Para z New Gampshire została złamana przez żal, gdy sprzedaż rzadkich prac NK. Wyeta, którą znaleźli, pękły. Ale pojawił się nowy nabywca, który zapłacił ponad 100 000 USD. Saga o zdjęciu ze sklepu prowizji o wartości 4 dolarów ostatecznie ma szczęśliwe zakończenie.
W czwartek rzadka ilustracja NK Wyeta, którą Tracy Donnaawya znalazła wiele lat temu w pozytywnej cenie w sklepie Komisji, została przekazana przedstawicielowi Heritage Auctions w bibliotece publicznej w kinie w New Hampshire.
Aviva Lemann przeczytał artykuł w „New York Times” o tym, jak Donna i jej mąż, Tom, byli rozczarowani, gdy dowiedzieli się, że kupujący, który zgodził się zapłacić 191 000 USD na aukcji we wrześniu i nie był w stanie podzielić tych pieniędzy.
„Miałem wewnętrzną reakcję” - powiedziała pani Lemann.
Postanowiła sprzedać zdjęcie, skierowała się do konkretnego prywatnego kolekcjonera i już ukończyła umowę raz o 3 nad ranem, kiedy ten sam kolekcjoner, nieoczekiwanie dla niej, wysłał jej wiadomość.
Kolekcjoner przeczytał również o zdjęciu i chciał go kupić.
„Los” - powiedział Lemann.
W czwartek Donawy poszedł z domu w New Hampshire do biblioteki i poznał Lemanna, który przybył z Nowego Jorku. Zdjęcie poszło w jedną stronę. Pokwitowanie przekazania pieniędzy na konto Donnae - do innego.
Wszystko to sprawiło, że Donau zapytał mężczyznę: „Czy stać nas na lunch?”
W restauracji z grillem, jakby ktoś ugryzł starą piętę, Donna sprawdziła wniosek bankowy na swoim telefonie, aby zapewnić otrzymanie pieniędzy.
„Tom pokazał mi cztery razy” - powiedziała pani Donna.
Nikt nie mówi, kto był nabywcą i ile zapłacił. Ale Lemann powiedział: „To jest kwota sześciokierunkowa”.
Przez miesiąc, po tym, jak dowiedzieli się, że ogromny obraz, który kiedyś przechowywał w szafie, ma wartość, Donny marzył o wykorzystaniu funduszy ze sprzedaży w celu opłacenia rachunków i odwiedzenia syna w Niemczech. Był ich pierwszym telefonem w czwartek. „Rozpocznij planowanie” - powiedział Donaua. „Idziemy!”

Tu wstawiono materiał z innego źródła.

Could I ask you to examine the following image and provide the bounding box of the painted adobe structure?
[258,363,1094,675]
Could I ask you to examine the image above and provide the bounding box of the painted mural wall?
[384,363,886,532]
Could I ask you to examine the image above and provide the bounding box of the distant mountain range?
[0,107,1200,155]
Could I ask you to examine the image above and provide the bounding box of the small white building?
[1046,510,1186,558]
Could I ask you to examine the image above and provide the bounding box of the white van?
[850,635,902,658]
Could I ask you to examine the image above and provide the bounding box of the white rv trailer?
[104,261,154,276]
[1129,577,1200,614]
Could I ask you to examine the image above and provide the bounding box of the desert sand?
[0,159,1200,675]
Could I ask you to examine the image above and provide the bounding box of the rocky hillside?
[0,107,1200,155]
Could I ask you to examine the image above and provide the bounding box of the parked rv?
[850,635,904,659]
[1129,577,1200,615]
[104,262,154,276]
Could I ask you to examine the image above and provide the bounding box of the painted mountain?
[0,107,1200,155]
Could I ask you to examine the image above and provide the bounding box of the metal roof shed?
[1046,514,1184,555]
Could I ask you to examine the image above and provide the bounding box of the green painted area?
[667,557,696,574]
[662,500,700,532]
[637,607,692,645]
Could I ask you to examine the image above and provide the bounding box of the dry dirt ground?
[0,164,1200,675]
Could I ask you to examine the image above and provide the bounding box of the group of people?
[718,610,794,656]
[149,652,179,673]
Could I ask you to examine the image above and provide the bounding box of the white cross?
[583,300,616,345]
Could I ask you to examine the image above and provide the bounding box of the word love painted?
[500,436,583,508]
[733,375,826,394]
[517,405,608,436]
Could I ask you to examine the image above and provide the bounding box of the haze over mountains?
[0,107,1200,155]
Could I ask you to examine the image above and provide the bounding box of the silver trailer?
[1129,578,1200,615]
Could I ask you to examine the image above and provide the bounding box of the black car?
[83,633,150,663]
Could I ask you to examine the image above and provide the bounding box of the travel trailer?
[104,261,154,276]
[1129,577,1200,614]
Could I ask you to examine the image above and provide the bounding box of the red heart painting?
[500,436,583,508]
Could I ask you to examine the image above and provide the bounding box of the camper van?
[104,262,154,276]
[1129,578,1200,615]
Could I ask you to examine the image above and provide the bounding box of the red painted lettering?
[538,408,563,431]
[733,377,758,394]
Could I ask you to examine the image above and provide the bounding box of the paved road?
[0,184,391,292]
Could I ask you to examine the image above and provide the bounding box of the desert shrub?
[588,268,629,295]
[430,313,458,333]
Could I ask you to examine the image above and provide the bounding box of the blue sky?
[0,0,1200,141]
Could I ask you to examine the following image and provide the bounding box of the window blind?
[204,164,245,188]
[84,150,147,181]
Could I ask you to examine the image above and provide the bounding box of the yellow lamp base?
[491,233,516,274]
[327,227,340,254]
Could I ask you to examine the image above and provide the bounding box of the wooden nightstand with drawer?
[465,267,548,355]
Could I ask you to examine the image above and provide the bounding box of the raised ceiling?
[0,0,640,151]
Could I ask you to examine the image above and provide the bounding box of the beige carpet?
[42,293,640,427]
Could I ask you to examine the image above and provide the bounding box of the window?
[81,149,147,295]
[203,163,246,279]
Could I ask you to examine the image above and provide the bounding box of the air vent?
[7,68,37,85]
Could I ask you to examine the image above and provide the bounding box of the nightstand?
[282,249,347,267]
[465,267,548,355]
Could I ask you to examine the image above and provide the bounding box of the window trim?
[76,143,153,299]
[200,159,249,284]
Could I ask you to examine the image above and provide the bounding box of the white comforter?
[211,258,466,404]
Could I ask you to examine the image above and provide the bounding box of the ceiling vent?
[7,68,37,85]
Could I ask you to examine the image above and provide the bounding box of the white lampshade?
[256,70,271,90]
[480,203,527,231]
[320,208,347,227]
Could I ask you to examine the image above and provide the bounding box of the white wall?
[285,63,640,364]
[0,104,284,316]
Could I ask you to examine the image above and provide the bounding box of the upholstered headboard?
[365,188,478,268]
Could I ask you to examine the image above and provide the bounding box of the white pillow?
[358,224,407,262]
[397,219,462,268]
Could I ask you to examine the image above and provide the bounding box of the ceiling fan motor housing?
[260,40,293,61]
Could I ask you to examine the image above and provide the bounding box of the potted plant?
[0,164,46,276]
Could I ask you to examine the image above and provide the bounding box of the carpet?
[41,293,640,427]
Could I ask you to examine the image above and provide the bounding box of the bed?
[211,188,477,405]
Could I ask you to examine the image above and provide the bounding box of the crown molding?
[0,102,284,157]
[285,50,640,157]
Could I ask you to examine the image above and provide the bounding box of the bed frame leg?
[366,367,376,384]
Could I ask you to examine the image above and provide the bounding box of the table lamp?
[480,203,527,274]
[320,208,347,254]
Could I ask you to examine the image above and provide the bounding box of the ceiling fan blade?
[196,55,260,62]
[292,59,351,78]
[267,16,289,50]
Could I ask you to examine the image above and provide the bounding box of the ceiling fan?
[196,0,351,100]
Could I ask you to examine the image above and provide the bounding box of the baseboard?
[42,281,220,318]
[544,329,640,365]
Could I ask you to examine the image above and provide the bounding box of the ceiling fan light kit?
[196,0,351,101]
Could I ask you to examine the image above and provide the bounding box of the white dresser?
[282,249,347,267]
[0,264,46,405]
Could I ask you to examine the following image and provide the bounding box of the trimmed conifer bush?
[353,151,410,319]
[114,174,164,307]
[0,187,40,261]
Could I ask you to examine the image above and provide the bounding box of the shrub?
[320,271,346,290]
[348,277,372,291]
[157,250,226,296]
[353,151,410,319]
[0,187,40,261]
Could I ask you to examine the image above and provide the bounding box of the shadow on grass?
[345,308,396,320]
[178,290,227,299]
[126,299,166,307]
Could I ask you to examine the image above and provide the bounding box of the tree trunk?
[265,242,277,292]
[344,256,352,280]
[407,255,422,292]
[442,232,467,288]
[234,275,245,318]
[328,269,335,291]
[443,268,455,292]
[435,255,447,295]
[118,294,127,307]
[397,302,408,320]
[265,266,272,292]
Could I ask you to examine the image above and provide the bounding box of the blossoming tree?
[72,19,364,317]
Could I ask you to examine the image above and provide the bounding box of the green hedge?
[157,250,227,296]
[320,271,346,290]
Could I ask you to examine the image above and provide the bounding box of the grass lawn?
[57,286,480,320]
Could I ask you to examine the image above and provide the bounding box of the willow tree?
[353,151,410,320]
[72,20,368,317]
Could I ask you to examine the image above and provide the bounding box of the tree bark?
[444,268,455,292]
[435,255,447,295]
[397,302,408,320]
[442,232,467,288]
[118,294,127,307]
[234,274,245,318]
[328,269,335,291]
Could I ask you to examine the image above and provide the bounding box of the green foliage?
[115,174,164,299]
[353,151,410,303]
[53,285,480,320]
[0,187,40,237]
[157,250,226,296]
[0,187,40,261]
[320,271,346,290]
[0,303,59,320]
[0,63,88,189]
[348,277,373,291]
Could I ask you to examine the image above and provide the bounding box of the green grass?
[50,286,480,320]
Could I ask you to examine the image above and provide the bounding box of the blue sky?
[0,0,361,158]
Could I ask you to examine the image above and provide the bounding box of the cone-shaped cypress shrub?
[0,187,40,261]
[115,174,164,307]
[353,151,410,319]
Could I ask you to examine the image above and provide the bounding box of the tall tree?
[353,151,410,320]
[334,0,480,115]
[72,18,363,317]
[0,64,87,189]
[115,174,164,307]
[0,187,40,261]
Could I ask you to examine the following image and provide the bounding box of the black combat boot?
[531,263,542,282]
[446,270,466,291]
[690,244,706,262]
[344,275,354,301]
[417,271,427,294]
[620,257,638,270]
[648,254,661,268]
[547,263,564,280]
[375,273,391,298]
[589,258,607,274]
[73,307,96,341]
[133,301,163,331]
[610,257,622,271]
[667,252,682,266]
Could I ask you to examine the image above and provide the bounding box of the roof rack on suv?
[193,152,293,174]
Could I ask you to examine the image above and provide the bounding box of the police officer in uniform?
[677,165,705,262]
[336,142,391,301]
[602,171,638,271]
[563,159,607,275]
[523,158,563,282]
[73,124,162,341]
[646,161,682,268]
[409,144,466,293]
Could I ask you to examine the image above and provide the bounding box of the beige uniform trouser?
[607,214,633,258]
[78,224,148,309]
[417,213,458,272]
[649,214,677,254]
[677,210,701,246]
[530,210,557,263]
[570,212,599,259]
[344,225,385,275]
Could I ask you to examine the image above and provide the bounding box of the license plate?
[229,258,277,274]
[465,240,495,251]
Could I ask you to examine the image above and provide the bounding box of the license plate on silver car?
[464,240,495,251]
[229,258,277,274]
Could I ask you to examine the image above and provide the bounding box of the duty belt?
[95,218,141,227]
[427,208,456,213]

Donnawa powiedział, że w przyszłości może pojawić się nowa zmywarka, a także coś, co można „odziedziczyć” w okresie wakacyjnym.
Pani Donnau przyznała, że była trochę przykro, że rozstała się z Ramon-An ilustration-Frontisis, która była częścią zestawu czterech zdjęć stworzonych przez Wyet dla tej samej powieści Hanh Hunt Jackson w 1939 roku.
Ale powiedziała, że pani Lemann obiecała, że uczyni ją reprodukcją wielkości życia po „dziedzictwie” oczyszczenia i przywrócenia. Pani Donnau planuje reprodukcję ramki, aby wyglądała jak oryginał.
„To wspaniałe zakończenie tego wszystkiego” - powiedziała. „Nadal mogę cieszyć się obrazem”.